Abstract
This study shows the accuracy of exclusive or earlier growth in anaerobic vials to predict Candida glabrata in a large series of candidemic patients from two European hospitals using the Bactec 9240 system. Alternatively, C. glabrata can be predicted by a time to positivity cutoff value, which should be determined for each setting.
TEXT
The time to positivity (TTP) has been successfully exploited as a tool for the presumptive identification of the species or type of microorganism involved in bacteremia (1–5). In patients with candidemia, the TTP has been reported to be longer for Candida glabrata than for other Candida species in BacT/Alert (6, 7) and Bactec 9240 systems (8–10). Previous works showed that C. glabrata is particularly prone to grow in anaerobic blood culture vials (11, 12), and two clinical studies reported that an exclusive or earlier growth in anaerobic vials is useful for predicting C. glabrata (8, 13).
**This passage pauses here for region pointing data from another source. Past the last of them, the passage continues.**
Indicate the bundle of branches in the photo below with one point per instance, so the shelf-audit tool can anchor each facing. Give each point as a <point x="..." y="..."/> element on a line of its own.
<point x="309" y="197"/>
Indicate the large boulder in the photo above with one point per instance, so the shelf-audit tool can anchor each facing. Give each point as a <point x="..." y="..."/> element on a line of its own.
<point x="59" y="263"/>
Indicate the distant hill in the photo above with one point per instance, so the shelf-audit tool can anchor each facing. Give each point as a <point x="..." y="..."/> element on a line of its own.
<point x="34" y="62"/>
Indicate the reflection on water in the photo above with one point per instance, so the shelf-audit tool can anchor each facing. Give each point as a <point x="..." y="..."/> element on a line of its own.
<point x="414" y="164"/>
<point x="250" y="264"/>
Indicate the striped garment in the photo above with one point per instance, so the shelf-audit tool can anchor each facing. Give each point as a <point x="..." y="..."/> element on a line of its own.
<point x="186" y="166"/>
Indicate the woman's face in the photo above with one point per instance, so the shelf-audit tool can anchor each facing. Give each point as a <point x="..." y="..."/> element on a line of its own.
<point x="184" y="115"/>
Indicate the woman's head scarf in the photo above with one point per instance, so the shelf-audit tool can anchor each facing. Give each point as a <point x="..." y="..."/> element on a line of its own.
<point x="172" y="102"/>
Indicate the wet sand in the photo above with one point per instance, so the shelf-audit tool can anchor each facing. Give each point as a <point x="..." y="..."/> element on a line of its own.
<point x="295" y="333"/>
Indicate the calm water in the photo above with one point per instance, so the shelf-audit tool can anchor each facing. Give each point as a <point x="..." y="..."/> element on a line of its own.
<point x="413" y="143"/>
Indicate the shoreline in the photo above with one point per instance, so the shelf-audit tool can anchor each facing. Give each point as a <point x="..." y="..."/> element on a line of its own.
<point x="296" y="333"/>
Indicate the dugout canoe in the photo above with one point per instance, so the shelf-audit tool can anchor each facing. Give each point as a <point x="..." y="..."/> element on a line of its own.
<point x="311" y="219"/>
However, while both clinical studies showed a high specificity, the sensitivity was 37% in one and 95% in the other. This raises a concern about the usefulness of this rule in different clinical settings.
Data on the TTP of consecutive patients with monomicrobial candidemia were collected in two European 700- and 1,400-bed university hospitals located in Barcelona (Spain) and Cologne (Germany), respectively. The Barcelona center provided data from 1 January 2008 to 31 March 2012 and the Cologne center from 1 August 2006 to 31 December 2011. The ethics committee of Hospital Clinic de Barcelona approved the study. Only the first set of positive blood cultures was included, and the shortest TTP (measured in hours) registered for any positive aerobic and anaerobic vials were analyzed.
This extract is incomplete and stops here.